# Self-study try-it activity 14.2: Training models using different kernels on two-dimensional data

Training SVM models with different kernels is necessary because each kernel enables the SVM to capture different types of relationships in the data – linear kernels are used for linearly separable data, and non-linear kernels (such as RBF or polynomial) are used for more complex patterns. Testing multiple kernels helps find the one that best fits the underlying structure of the two-dimensional data, improving classification accuracy.

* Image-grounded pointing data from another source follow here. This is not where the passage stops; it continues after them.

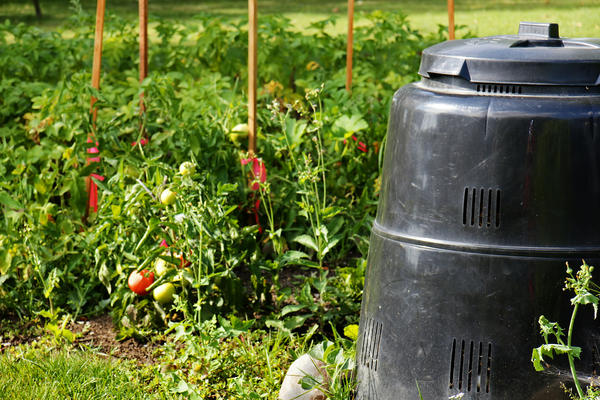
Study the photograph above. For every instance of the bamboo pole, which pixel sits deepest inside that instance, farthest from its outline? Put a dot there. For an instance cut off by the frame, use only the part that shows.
(143, 15)
(97, 61)
(252, 66)
(451, 19)
(96, 66)
(350, 47)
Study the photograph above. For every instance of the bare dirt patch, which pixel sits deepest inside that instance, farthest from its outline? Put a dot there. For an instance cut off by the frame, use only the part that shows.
(99, 334)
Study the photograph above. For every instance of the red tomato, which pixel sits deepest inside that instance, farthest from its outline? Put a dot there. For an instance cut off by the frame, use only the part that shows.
(139, 281)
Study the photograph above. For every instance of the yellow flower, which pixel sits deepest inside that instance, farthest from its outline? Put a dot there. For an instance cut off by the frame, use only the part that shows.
(312, 65)
(274, 88)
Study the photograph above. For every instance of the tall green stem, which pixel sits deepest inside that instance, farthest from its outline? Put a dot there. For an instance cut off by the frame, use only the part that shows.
(570, 356)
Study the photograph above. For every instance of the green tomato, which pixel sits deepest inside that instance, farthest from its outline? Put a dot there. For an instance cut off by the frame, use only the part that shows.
(187, 168)
(240, 128)
(161, 267)
(167, 197)
(238, 133)
(164, 293)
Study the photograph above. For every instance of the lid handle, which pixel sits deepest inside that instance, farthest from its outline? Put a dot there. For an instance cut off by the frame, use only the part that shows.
(539, 30)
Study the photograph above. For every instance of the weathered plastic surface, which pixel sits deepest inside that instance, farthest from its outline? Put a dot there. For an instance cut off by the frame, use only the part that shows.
(487, 190)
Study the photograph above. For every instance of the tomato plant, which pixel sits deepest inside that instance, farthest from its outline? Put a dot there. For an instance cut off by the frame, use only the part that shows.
(139, 282)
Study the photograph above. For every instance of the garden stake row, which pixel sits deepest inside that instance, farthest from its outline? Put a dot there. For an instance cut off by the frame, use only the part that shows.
(349, 49)
(252, 65)
(92, 188)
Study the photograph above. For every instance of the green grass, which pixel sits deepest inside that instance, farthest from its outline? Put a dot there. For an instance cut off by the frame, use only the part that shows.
(577, 18)
(33, 373)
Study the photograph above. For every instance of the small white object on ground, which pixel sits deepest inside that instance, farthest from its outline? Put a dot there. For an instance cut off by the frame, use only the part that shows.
(305, 365)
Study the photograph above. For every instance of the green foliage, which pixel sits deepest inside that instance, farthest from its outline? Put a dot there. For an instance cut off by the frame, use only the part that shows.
(585, 293)
(235, 235)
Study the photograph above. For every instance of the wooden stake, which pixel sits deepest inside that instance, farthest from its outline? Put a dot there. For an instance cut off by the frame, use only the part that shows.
(252, 66)
(143, 13)
(101, 6)
(349, 49)
(451, 19)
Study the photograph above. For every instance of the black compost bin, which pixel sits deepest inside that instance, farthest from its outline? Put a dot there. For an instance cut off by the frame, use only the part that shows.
(491, 182)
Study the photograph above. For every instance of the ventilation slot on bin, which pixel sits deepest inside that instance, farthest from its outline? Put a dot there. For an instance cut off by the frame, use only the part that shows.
(499, 89)
(481, 207)
(470, 366)
(369, 354)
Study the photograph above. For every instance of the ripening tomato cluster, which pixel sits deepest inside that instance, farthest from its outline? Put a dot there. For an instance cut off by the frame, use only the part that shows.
(140, 281)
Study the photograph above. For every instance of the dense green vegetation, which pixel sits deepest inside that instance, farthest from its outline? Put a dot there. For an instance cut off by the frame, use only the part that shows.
(270, 250)
(482, 17)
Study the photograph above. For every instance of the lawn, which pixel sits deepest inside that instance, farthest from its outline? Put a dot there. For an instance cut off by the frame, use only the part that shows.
(576, 18)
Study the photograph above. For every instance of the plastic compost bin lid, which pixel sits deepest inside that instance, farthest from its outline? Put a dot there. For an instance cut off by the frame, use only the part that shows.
(536, 56)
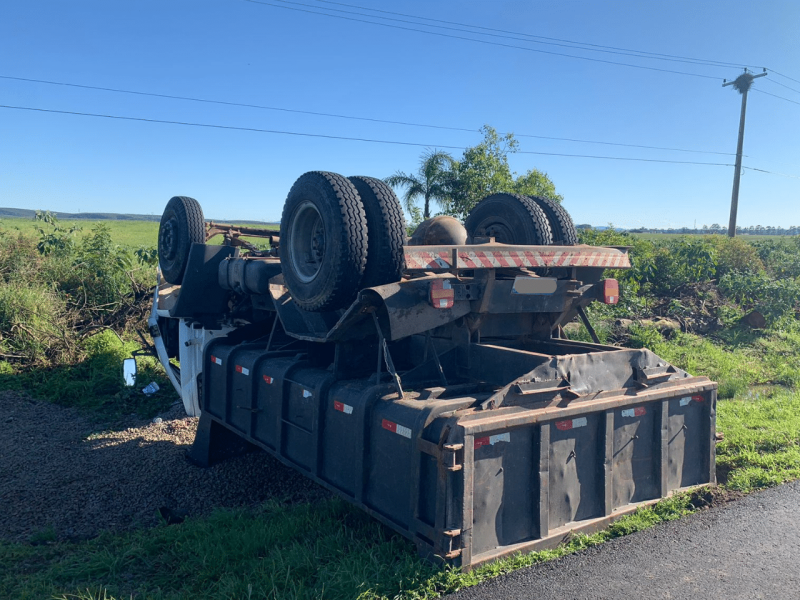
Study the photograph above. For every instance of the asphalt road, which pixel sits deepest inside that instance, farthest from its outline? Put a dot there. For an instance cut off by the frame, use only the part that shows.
(749, 548)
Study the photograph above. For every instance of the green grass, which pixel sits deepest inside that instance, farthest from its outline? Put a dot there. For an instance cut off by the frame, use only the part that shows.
(762, 439)
(132, 234)
(94, 384)
(323, 550)
(654, 237)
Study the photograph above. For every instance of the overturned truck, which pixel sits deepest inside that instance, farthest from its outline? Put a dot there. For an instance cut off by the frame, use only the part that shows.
(427, 381)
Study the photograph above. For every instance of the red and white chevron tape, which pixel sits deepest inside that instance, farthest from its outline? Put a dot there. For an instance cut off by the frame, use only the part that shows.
(438, 259)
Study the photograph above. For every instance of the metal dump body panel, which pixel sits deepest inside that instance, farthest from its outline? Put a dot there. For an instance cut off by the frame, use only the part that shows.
(466, 484)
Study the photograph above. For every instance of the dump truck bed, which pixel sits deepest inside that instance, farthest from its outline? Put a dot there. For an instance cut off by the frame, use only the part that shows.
(444, 404)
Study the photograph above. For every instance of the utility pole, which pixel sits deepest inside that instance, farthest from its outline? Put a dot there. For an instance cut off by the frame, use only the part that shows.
(741, 83)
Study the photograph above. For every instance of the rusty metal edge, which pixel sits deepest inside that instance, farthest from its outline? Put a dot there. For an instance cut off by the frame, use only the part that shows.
(518, 416)
(564, 533)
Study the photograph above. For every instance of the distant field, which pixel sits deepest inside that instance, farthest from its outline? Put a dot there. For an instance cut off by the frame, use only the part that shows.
(669, 236)
(134, 234)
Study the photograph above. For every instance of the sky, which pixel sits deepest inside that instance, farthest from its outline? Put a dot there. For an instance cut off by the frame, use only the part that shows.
(435, 65)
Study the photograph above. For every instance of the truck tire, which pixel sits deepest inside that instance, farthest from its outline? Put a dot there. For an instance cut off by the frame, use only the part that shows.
(561, 225)
(386, 231)
(510, 219)
(181, 226)
(323, 241)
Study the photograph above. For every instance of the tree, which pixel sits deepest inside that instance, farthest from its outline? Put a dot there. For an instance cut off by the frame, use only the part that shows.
(484, 170)
(432, 181)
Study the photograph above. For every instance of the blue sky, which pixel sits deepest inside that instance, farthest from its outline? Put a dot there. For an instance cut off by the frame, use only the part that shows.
(244, 52)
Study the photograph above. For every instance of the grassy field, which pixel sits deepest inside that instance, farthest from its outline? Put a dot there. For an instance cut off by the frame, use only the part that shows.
(132, 234)
(672, 236)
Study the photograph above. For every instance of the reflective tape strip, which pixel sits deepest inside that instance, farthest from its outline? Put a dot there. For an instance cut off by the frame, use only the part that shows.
(492, 439)
(417, 259)
(571, 424)
(396, 428)
(687, 399)
(342, 407)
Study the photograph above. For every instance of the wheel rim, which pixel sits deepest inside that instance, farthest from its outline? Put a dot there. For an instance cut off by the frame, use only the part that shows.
(167, 239)
(501, 231)
(307, 242)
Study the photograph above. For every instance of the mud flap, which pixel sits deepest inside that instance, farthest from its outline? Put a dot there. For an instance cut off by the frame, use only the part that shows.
(215, 442)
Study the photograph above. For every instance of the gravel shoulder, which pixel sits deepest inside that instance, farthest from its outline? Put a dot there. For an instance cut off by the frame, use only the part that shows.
(61, 473)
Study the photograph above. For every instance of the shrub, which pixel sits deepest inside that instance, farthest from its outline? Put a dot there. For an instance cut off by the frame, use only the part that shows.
(735, 254)
(772, 297)
(32, 323)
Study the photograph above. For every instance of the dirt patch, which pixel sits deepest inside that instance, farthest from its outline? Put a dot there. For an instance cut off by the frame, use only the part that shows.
(60, 475)
(708, 497)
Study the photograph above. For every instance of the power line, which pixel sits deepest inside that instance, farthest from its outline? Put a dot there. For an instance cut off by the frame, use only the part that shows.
(771, 172)
(500, 44)
(339, 116)
(784, 76)
(339, 137)
(782, 85)
(775, 96)
(580, 45)
(504, 35)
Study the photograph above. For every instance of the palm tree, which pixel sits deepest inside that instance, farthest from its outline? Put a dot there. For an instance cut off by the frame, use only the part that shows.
(430, 183)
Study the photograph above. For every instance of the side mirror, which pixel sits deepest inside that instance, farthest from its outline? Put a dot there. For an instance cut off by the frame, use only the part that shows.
(129, 371)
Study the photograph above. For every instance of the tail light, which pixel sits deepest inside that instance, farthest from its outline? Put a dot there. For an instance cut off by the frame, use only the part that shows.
(610, 291)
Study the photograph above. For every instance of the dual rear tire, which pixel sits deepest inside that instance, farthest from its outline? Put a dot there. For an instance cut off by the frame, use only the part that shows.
(521, 220)
(339, 235)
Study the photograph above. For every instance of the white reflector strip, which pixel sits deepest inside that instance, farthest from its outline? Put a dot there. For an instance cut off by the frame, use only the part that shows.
(342, 407)
(396, 428)
(571, 424)
(492, 439)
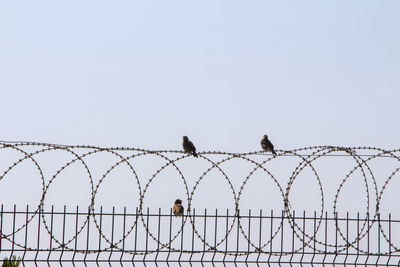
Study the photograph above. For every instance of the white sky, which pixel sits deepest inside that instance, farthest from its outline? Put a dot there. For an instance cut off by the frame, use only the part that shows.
(142, 74)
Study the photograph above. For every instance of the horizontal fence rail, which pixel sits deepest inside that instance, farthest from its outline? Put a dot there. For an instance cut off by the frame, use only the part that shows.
(213, 236)
(238, 207)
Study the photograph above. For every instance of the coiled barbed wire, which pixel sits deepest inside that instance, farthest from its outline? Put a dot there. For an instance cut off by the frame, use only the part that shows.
(306, 161)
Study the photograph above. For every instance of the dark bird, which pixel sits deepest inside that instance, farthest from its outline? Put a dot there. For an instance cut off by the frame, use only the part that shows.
(188, 146)
(267, 146)
(178, 208)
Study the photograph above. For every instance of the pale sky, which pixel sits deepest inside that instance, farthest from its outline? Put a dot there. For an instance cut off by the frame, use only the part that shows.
(144, 73)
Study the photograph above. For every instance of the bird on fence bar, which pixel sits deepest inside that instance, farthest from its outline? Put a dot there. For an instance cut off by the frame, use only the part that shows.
(266, 145)
(188, 146)
(178, 208)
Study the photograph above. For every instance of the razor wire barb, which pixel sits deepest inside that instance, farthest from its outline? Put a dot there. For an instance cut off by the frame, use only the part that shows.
(307, 156)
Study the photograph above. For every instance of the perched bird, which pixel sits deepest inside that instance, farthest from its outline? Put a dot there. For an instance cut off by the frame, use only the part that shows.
(188, 146)
(267, 146)
(178, 208)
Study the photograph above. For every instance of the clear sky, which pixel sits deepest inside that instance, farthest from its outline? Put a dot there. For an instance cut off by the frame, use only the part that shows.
(144, 73)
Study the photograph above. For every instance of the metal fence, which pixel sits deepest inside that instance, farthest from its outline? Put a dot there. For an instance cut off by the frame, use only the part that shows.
(207, 236)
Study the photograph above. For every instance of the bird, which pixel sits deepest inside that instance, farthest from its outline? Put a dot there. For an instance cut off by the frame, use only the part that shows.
(188, 146)
(178, 208)
(266, 145)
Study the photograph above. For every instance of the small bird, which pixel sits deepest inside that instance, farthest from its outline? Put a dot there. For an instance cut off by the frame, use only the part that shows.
(267, 146)
(178, 208)
(188, 146)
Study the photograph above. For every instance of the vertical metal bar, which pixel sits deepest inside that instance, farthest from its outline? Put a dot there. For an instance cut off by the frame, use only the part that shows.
(379, 239)
(347, 237)
(13, 233)
(182, 227)
(336, 233)
(51, 234)
(215, 234)
(170, 233)
(63, 236)
(87, 238)
(147, 234)
(123, 236)
(76, 233)
(100, 231)
(205, 235)
(26, 233)
(158, 233)
(135, 243)
(270, 244)
(112, 235)
(248, 235)
(237, 236)
(326, 236)
(193, 227)
(226, 236)
(292, 254)
(314, 235)
(390, 239)
(259, 238)
(358, 238)
(304, 237)
(38, 236)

In this notebook, the data is trained on different kernels, and the best-performing model is selected based on performance. 



In [None]:
# Import the necessary libraries
import numpy as np
import pandas as pd
import matplotlib.pyplot as plt
from sklearn import svm
import math
import warnings
from sklearn.metrics import confusion_matrix, ConfusionMatrixDisplay
#Use the following to plot SVMs
from mlxtend.plotting import plot_decision_regions #On terminal, install pip.install mlxtend

#### Task 1: SVM-based classifier on a non-separable data set
**Load the two-dimensional data `Case3rings/X.npy` that has 150 rows and two columns and the corresponding target `Case3rings/y.np.`**

In [None]:
X = np.load('data/Case3rings/X.npy')
y = np.load('data/Case3rings/y.npy')

**Plot the two-dimensional points and colour them so that points with the same class have the same colour**

In [None]:
n = 100
color = np.concatenate((np.repeat("blue", n), np.repeat("red",n/2)), axis=0)
plt.scatter(X[:,0], X[:,1], c = color, alpha= .5)
plt.xlabel("$x_1$", size = 15)
plt.ylabel("$x_2$", size = 15)
plt.title("A clustered class in a ring class")
plt.show()

**Does a linear SVM-based classifier (SVC) sound like a good idea? First, discuss your opinion, then demonstrate it by training, showing the confusion matrix and plotting the boundary.**

- Answer: Linear SVM yields a single straight boundary; concentric rings are not linearly separable, so the model collapses to the majority class.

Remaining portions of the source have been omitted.